Before you read: If you're planning to let AI write your core business logic, take five minutes to read this first. I'm not anti-AI β€” I use AI coding tools daily. But there are things you only learn after the magic wears off and the bugs start surfacing.


The Night That Felt Like Magic

It was a Saturday evening in April 2026. In front of me sat a project I'd been planning for two months β€” a CRM system for small-to-medium businesses.

The conventional approach would have been: draw the architecture, write the API spec, then implement module by module. By hand. That would take me at least two to three weeks.

But that night, I decided to do it differently.

I dumped the entire requirements document into Claude Code, opened the project directory in Cursor, and said: "Build this project from scratch."

What followed was the most surreal four hours of my career as a developer. The AI churned out code like a machine possessed: route files, database models, controllers, middleware, DTOs, exception handlers β€” line after line, file after file. Whenever something broke, I just copy-pasted the error log back, and the AI fixed itself.

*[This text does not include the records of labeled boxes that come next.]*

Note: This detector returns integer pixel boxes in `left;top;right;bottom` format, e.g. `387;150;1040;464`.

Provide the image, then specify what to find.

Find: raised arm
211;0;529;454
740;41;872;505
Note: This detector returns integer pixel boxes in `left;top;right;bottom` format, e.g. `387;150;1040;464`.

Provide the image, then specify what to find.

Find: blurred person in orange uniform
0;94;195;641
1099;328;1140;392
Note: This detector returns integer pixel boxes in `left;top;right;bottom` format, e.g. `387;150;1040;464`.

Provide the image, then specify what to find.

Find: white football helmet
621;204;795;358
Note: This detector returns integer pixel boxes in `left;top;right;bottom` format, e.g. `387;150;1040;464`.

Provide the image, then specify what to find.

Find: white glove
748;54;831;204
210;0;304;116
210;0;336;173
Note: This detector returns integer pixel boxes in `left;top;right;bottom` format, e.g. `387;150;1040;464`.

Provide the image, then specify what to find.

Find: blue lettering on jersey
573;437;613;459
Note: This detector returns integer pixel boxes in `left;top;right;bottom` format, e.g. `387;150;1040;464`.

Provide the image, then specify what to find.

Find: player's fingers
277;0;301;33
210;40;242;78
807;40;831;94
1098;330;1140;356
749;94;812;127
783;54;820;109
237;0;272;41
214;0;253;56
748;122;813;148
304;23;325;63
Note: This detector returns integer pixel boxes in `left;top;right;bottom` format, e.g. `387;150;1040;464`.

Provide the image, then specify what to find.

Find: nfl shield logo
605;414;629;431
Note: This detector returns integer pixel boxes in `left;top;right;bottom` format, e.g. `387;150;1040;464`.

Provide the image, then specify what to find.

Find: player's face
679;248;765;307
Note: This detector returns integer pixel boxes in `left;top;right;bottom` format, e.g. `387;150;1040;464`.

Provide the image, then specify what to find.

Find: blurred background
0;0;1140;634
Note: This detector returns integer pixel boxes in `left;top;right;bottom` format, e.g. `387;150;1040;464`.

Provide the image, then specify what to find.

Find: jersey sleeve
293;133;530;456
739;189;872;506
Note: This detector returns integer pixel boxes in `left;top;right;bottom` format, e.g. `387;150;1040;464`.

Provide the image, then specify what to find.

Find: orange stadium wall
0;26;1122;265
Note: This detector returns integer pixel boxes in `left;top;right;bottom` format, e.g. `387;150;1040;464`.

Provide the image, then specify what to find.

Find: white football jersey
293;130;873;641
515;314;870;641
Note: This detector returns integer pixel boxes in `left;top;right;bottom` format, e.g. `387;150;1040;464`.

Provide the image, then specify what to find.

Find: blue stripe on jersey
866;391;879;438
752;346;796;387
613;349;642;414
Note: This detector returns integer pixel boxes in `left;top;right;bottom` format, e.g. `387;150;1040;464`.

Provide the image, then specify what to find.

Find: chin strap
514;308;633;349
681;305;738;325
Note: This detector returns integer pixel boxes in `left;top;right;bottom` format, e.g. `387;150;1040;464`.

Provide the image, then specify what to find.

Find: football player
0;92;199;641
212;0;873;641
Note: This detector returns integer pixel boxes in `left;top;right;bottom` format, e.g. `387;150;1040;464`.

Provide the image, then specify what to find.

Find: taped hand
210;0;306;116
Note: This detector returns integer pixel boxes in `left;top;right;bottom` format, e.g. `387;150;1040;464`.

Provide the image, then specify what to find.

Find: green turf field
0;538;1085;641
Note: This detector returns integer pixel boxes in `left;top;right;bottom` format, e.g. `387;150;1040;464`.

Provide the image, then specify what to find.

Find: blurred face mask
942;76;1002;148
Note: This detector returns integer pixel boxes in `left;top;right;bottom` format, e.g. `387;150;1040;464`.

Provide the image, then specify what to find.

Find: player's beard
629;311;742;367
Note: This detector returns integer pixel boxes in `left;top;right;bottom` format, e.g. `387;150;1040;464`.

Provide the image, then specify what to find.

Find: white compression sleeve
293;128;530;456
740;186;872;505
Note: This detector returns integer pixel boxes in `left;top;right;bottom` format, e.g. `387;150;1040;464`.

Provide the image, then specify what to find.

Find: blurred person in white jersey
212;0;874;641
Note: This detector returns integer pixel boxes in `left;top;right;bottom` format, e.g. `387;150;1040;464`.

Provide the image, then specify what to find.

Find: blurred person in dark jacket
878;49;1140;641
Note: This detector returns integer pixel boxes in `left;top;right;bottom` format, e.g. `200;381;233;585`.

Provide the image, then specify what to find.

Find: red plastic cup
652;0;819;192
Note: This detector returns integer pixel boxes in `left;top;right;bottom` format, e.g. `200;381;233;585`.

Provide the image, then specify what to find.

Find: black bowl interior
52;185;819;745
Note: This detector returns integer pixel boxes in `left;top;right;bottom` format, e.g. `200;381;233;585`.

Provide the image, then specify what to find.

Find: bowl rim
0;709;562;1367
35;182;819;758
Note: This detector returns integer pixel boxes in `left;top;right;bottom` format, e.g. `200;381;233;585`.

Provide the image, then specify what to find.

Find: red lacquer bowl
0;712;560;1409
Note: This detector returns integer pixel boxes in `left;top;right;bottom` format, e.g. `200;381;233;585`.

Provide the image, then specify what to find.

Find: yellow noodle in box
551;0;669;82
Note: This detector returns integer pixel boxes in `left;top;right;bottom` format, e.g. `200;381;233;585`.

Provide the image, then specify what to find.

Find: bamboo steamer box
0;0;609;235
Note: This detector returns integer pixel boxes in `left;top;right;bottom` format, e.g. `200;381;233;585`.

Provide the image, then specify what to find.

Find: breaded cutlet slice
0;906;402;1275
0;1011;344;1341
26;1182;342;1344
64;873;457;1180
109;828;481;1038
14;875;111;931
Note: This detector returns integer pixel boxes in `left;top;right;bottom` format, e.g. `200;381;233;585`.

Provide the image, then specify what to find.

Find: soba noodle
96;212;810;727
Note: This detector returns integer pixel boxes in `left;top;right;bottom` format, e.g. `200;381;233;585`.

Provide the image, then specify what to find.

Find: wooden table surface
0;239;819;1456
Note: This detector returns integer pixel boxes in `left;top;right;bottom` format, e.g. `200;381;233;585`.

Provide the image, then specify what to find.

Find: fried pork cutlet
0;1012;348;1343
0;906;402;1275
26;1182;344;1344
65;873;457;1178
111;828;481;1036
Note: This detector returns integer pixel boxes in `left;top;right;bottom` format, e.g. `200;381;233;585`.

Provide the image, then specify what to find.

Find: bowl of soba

At 2 AM, when the AI announced "project initialization complete, ready to start," I counted the lines of new code: 1,078.

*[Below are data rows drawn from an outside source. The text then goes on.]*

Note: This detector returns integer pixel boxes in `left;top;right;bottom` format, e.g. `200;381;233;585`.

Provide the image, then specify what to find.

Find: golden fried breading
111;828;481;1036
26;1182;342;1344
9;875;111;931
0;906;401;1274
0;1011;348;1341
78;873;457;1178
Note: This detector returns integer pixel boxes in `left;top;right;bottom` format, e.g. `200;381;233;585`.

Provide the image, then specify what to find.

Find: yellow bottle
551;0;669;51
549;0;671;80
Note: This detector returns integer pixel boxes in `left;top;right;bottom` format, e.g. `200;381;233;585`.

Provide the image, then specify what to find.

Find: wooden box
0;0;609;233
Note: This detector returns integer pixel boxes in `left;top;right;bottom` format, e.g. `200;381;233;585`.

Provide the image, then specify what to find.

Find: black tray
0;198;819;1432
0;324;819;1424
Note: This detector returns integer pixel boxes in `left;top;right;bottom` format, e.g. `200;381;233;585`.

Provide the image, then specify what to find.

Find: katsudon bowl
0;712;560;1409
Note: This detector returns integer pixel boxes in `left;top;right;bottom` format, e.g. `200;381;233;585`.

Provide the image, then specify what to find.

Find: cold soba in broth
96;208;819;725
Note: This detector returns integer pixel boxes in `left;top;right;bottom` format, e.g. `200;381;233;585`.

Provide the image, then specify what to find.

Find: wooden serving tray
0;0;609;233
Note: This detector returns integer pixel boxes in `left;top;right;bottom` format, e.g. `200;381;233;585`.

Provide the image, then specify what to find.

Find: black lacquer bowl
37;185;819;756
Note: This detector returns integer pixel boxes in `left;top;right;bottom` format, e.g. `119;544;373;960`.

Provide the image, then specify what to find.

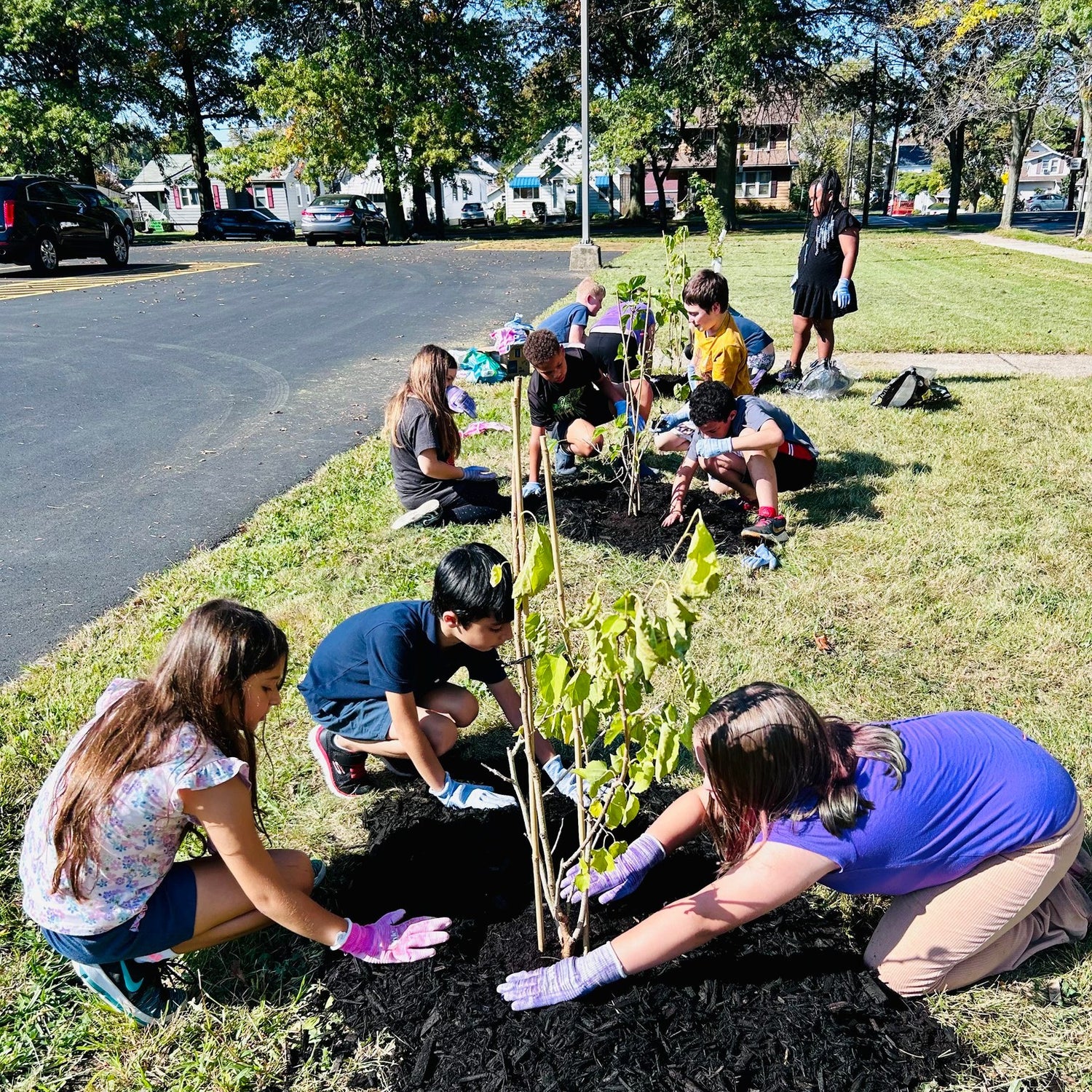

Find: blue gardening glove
430;773;515;812
543;755;587;804
615;399;644;432
695;436;736;459
497;943;626;1013
561;834;668;906
463;467;497;482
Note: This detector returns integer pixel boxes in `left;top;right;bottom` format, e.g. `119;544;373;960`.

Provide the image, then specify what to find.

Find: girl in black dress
778;164;860;384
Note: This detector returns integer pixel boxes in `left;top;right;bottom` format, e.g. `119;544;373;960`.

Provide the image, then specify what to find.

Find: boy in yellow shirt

I tried starting the server. It worked. The API responded. Swagger docs auto-generated. It felt incredible. I even posted on social media: "AI solo-ed a full-stack project. Four hours did what would take two weeks."

If the story ended here, this would be a perfect AI success story.

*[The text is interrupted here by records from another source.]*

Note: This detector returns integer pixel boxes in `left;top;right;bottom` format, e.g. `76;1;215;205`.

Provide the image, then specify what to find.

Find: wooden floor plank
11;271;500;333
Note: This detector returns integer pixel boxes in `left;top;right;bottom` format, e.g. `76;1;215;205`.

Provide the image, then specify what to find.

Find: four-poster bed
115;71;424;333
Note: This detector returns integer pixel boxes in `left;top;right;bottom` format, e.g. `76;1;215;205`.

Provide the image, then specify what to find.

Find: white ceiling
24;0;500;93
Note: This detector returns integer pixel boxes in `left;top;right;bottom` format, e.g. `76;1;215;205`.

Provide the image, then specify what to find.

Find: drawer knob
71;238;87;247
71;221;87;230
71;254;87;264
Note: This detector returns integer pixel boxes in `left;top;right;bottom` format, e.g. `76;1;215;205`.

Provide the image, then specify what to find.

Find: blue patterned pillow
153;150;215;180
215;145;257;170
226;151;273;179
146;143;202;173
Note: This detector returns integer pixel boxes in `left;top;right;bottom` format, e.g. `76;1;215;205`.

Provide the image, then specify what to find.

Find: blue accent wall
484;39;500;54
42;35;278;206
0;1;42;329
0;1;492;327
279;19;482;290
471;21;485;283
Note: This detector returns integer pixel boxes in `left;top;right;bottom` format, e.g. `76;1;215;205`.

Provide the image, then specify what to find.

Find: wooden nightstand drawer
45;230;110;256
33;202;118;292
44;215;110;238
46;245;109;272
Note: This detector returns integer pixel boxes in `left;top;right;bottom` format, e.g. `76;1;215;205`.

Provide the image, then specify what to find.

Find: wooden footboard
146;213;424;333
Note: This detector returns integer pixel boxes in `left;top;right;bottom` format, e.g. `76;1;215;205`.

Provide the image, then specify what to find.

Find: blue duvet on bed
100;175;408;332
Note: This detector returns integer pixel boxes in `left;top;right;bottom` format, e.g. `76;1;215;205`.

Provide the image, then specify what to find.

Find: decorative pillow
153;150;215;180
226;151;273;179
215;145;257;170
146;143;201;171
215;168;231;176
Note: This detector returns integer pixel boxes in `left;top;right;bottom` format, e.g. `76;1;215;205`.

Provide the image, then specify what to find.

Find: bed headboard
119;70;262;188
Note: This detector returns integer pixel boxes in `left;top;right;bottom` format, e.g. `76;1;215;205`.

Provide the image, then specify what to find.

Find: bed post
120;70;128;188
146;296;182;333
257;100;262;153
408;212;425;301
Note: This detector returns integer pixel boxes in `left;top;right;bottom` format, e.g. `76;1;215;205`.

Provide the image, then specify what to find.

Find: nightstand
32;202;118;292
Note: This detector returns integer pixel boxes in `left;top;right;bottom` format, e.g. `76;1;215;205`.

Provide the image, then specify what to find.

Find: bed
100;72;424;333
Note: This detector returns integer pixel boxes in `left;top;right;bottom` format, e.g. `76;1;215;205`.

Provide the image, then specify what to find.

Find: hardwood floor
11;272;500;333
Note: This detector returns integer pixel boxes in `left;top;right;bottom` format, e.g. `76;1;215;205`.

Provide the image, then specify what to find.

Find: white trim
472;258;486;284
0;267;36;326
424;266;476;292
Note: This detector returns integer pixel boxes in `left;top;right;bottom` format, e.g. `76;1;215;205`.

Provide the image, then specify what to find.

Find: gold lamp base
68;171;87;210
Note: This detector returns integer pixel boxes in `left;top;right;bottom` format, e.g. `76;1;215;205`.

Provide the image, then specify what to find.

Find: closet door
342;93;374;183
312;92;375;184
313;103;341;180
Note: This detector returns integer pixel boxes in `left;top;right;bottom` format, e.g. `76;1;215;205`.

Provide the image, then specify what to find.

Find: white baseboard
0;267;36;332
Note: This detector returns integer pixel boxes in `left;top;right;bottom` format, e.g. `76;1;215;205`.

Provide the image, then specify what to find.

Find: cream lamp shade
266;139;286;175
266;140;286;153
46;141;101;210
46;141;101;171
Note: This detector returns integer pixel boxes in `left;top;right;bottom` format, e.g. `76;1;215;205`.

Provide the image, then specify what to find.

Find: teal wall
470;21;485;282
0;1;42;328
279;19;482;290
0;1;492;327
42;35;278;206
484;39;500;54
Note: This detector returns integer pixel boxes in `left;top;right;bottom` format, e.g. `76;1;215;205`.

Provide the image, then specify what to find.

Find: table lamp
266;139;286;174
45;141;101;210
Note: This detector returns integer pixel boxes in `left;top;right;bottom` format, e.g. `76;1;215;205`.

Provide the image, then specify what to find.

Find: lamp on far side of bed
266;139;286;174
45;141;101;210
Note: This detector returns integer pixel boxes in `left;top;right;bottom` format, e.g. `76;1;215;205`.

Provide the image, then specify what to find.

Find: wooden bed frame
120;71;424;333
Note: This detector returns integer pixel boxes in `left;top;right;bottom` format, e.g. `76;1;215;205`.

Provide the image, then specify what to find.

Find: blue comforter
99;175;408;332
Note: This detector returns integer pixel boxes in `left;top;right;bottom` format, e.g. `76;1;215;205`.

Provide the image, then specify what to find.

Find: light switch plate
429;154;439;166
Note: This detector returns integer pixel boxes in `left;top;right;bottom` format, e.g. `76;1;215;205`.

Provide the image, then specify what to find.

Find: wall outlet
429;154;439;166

But the real story started the next morning.


When "Looks Fine" Becomes a Nightmare

I woke up feeling great. Made coffee. Opened the project. Ready to run my first real integration test.

First endpoint: create a customer. Request sent. 200 OK. Data written to database. Perfect.

Second endpoint: list customers. 200. Pagination working. Good.

Third endpoint: search customers by filters. I typed "VIP customers from Shenzhen" β€” empty result. There was data in the database, but the query didn't match.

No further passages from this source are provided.